SRxA Word on Health bloggers know just how hard pharmaceutical and business execs work. The deadlines, the late nights, the weekends and of course, the crazy travel schedules. With all this sleep deprivation you’d think we’d all be forgiven the occasional lapse of judgment.
Research conducted at Washington State University into the effects of sleep deprivation on executive functioning and published in the January 2010 issue of the journal Sleep has yielded surprising results.

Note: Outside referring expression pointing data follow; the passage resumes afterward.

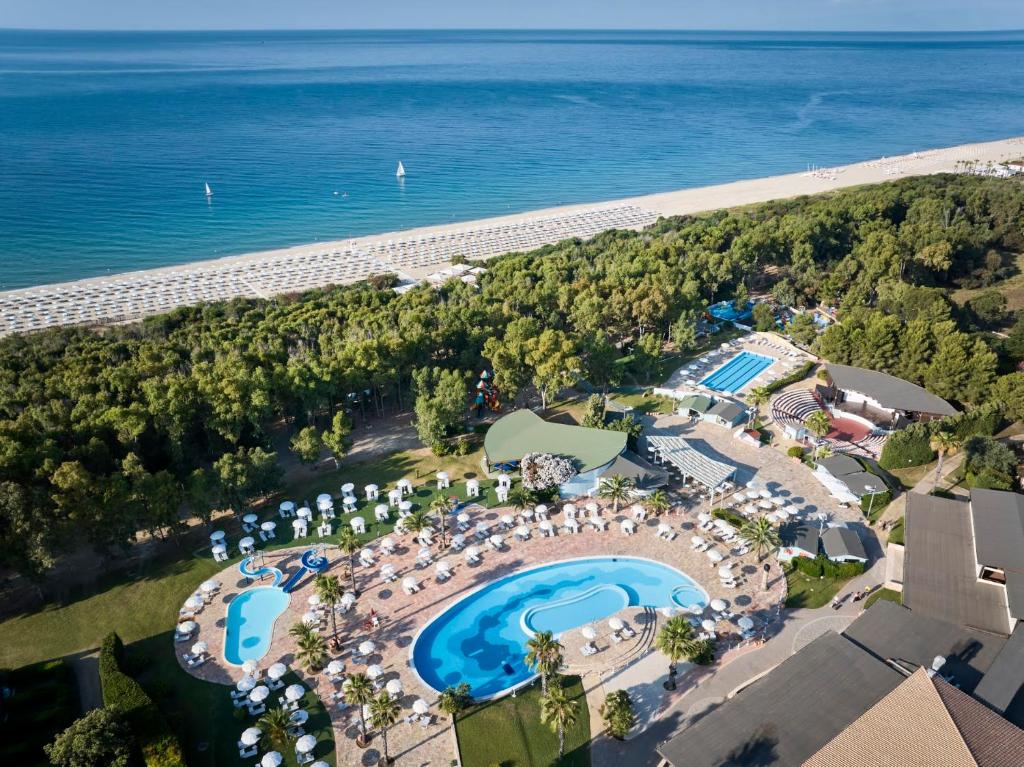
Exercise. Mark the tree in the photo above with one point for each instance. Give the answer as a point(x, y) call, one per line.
point(306, 444)
point(558, 712)
point(274, 725)
point(544, 654)
point(358, 690)
point(944, 443)
point(760, 536)
point(384, 712)
point(99, 738)
point(454, 699)
point(329, 590)
point(337, 438)
point(617, 713)
point(615, 488)
point(675, 641)
point(349, 544)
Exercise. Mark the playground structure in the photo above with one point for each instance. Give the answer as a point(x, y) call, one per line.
point(486, 395)
point(312, 560)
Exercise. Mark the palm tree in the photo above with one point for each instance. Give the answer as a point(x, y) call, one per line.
point(758, 396)
point(384, 712)
point(545, 655)
point(349, 544)
point(311, 652)
point(657, 502)
point(442, 506)
point(615, 488)
point(454, 699)
point(819, 424)
point(944, 443)
point(329, 590)
point(558, 712)
point(675, 640)
point(358, 690)
point(760, 536)
point(274, 725)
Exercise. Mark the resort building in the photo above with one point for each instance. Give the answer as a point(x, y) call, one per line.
point(882, 400)
point(895, 688)
point(965, 559)
point(596, 453)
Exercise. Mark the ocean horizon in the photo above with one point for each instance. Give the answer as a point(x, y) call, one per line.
point(108, 139)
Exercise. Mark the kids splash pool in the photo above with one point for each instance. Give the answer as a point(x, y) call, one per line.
point(481, 639)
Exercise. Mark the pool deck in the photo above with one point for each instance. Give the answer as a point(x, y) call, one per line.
point(403, 614)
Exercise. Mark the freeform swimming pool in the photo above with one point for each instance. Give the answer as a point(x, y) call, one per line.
point(738, 372)
point(249, 625)
point(481, 639)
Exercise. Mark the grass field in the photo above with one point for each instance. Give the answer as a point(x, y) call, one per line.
point(509, 732)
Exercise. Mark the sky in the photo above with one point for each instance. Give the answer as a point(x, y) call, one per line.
point(897, 15)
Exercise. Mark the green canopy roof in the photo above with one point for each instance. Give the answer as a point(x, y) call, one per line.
point(520, 432)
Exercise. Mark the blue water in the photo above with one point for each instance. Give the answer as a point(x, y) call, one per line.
point(249, 625)
point(105, 139)
point(738, 372)
point(480, 639)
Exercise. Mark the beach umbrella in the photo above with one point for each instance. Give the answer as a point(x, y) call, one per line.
point(276, 671)
point(259, 694)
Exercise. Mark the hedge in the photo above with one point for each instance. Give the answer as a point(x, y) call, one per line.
point(822, 565)
point(798, 375)
point(159, 746)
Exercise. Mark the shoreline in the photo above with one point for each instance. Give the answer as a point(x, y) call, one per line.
point(415, 253)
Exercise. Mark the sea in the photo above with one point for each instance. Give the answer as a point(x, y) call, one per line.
point(108, 139)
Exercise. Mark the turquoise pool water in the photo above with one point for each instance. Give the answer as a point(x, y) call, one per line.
point(735, 374)
point(249, 625)
point(481, 638)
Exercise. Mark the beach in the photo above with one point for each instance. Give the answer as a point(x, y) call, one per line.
point(415, 254)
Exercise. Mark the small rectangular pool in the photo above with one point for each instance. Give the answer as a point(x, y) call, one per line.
point(738, 372)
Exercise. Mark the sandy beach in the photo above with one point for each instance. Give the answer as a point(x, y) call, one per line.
point(416, 253)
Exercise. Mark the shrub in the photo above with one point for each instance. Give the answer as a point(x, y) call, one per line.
point(159, 746)
point(910, 446)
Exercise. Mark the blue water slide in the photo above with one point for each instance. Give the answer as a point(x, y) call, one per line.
point(312, 560)
point(246, 568)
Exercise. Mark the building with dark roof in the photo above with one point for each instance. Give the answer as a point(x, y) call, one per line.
point(884, 400)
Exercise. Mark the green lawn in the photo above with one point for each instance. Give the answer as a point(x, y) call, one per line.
point(43, 702)
point(509, 732)
point(805, 591)
point(887, 594)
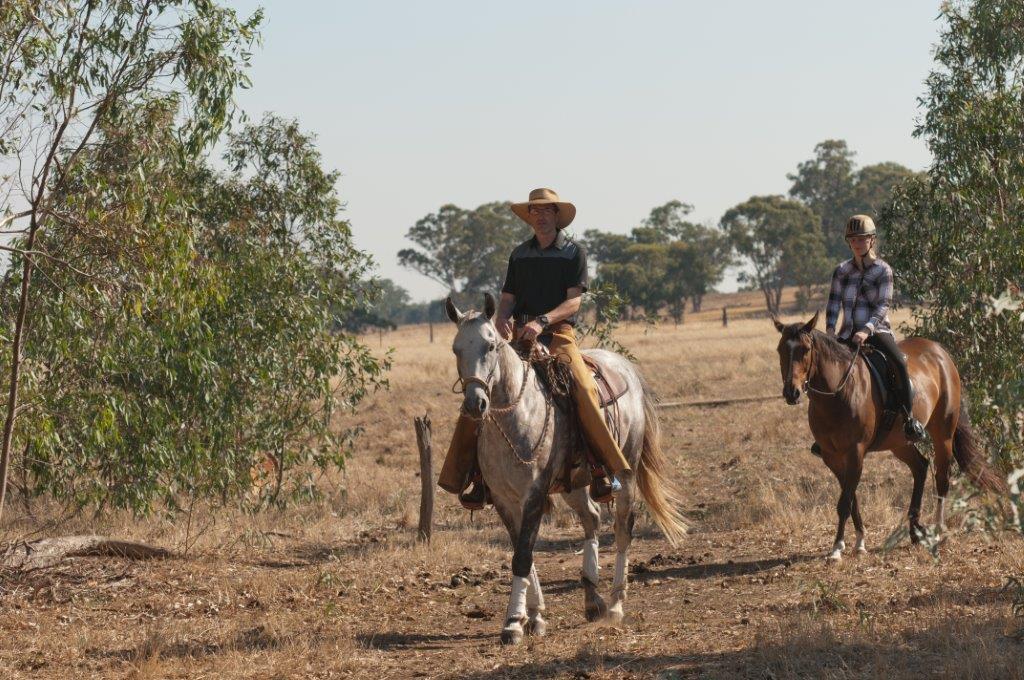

The study looked at 23 subjects, who spent 6.5 consecutive days in a controlled laboratory environment. One group was kept awake for two consecutive nights, while the other was on a normal sleep schedule.
Three times during the experiment, subjects were asked to complete a series of executive tasks that measured working memory, scanning efficiency, resistance to proactive interference and verbal fluency.
The research psychologists found that working memory -a key element of executive functioning- was essentially unaffected by as much as 51 hours of total sleep deprivation. Instead, they saw a degradation of non-executive components such as information intake.
Follow-up studies will examine how distinct components of decision making are affected by sleep deprivation and how this influences the overall decision-making. Ultimately, this may lead to development of interventions that will improve decision-making in emergency responders, police officers, and military personnel for whom getting enough sleep is often not an option.
Meanwhile, with tiredness no longer an acceptable excuse for bad business decisions, we wonder if this mean the end of the executive power-nap?!?